On (digital) Photography

On (digital) Photography

Streamers as shot by an iPhone

I have been thinking a lot lately about photography for lots of different reasons.  For one thing, talking about my generation what straddles analog and digital pretty squarely, our hands on our hips, one eye narrowed and forgive me, I don’t mean to sound “goldurnit,” because I know some of a certain age may have in fact invented this shit, but I can’t let go of we take pictures with our telephones.  So there’s that lurking around in my brain both with horror and awe, which may in fact be two different words that describe the same sensation, but I love it at the same time and have come to the conclusion that the iPhone takes a pretty gorgeous landscape photo at the golden hour.  May shine best then, even.

Part of it, too, has to do with wondering what must it be like to teach photography now.  I studied photography all through high school and into my undergraduate studies and as a grad student was a TA and were it not for other choices I made along the way since then I might already know.  Instead, I’ve only had a half conversation with my old friend Tammy Rae when she was in town for a conference three years ago and as unfinished as that felt and as much as I look forward to the next time we can continue, so much has changed in even those years.  Now we’ve got Apps.  We’ve got hipstamatic and instagram now and tumblr.   Overheard quote on facebook, “I’ve seen people using instagram photos as album covers.  I mean, really?”  What I gather from this kind of disparaging remark is not only an aesthetic impropriety, but one of etiquette, too.  Where’s the Work, the Effort, the Beef?  I was napping and daydreaming about how to write about the image attached with this post and I thought was that the ubiquity, the accessibility of digital imagery (photographs) within social media is like trying to lick a roll-on lip gloss like a lollipop expecting to get to the center of a tootsie roll.  (I’m not sorry if you don’t get that reference.  Like the new Muppets movie, this is for us.)  It won’t work. It’s not the same thing.  The same thing as what one might ask–film?  Hmm.  Maybe. Print?  Is it the smell of fixer on my fingers I’m missing?  Not really, but I do think it has to do with the tactile quality of light on film and light on paper.  You can only grab it and run if you want to steal it.  It has weight.
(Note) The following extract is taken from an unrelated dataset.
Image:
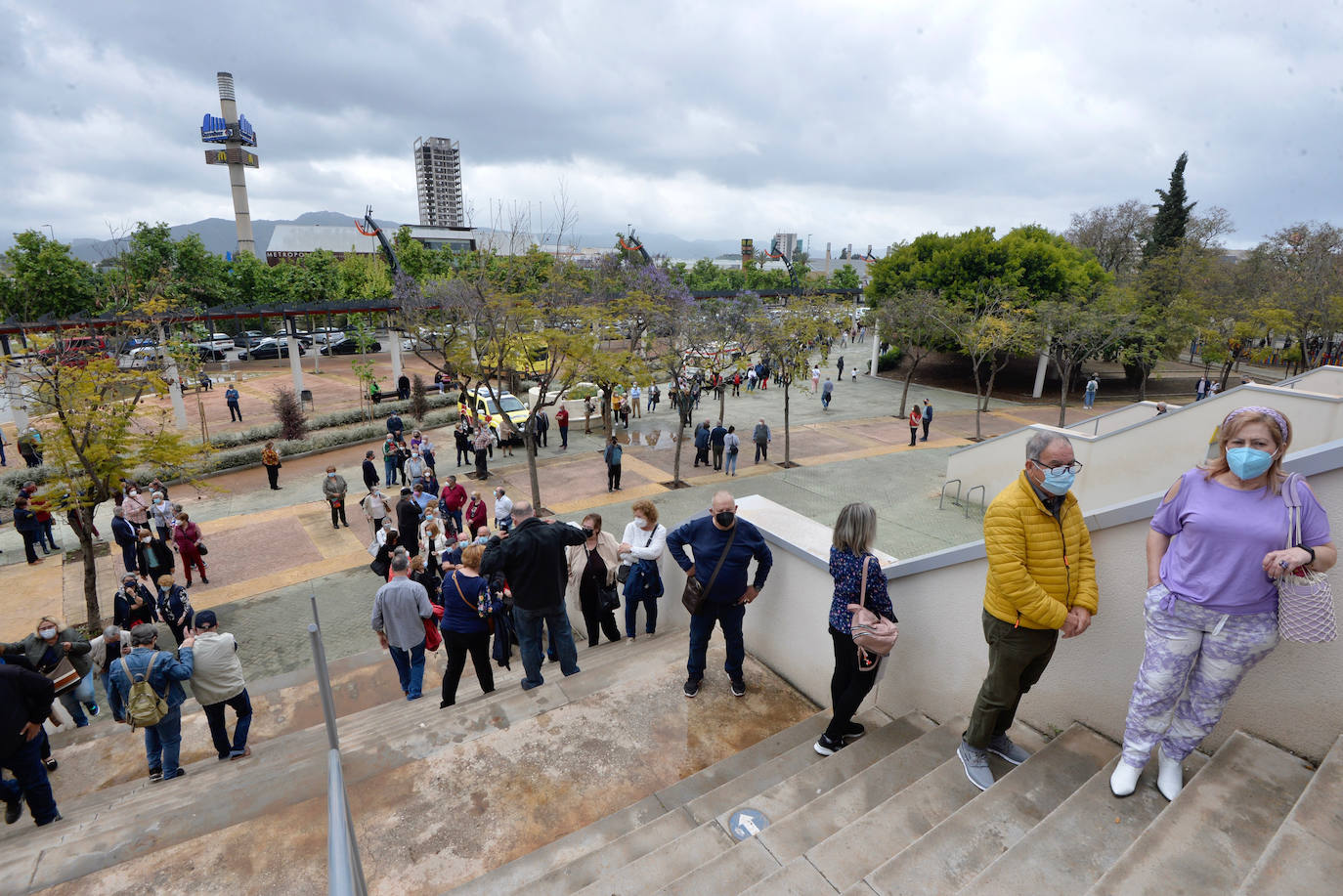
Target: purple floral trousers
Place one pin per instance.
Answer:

So the other thing is that I’ve been hitting up some Pacific Standard Time shows and what I’ve been struck with  how much I miss black and white photographs.  It might of been initiated by my own work, really, the Bike It show of 16 x 20 prints which proved themselves to be the size the 4×5’s wanted to be all along.  It made me happy to see the portraits with such gradation and detail even though they were digital prints.  However, I was more fully struck with the craving and almost lust I felt when coming across photographs these past months around town.  Lionel Feninger for one and the Wallace Berman/Robert Heinecken show for another.  As I walked around these shows I could taste and feel the images, the paper, the human hand making adjustments of aperature, shutter or even glue. I wanted to look and look.  I understood and appreciated the signs stating “No pictures please.”  To me, the subtext was “By snapping a picture and uploading it to your tumblr, you are not making it your work.  You can’t have it.  Beat it.  Go home and make your own.”
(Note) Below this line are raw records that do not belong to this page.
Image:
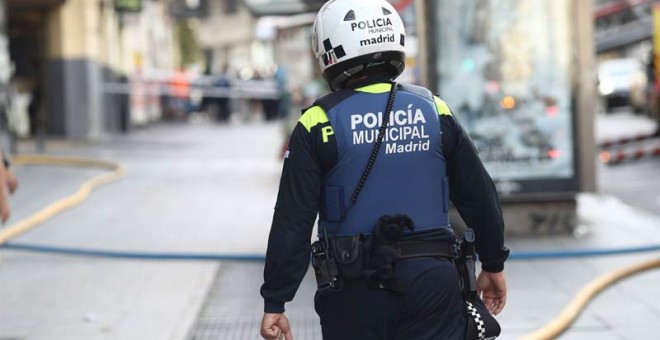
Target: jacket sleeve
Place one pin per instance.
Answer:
(288, 254)
(473, 194)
I think there’s so much more I have to say about this, but I’ve got the blog blues and want to get to the image above.

And what of the image attached to this post, the instigator for this writing? Well, I was at my friend JP’s fortieth birthday party and while she was in the middle of opening presents with a posse of young children admirers and friends at her feet, I got distracted by the streamers hanging above.  They looked so festive in the early evening light, so I took out my telephone and snapped a photo.  Even without the flash the “camera” did this crazy thing with the colors.  Basically, it flattened them into pixels of a more vibrant hue and made a photograph of the streamers a graphic. I tried with and without the flash and the only thing that would work was to add the room, which I didn’t want in the frame. I know this is what a digital camera is doing, generating pixels of representation.  The problem in my mind is that in this instance with these streamers it’s SO OFF.  The colors are not the right shade, there’s no depth, no detail, no ability to discern. I find this both shocking and fascinating.  I know film can do this, too–I did a series of nightime photographs of houses in the neighborhood where I lived and some of the color photos did strange things, but there was an undeniable living quality even if surreal.  With these damn streamers (which I do indeed think are quite lovely) they just look computer generated. Fake. Phony. Unreal. Flat. The rub is I had no control.  Afterall, it was a picture taken by a telephone.

I did not alter the photographs at all from camera to computer, other than laying them out in illustrator as a way to playfully display multiple pictures.  I hope you enjoy them as much as I do.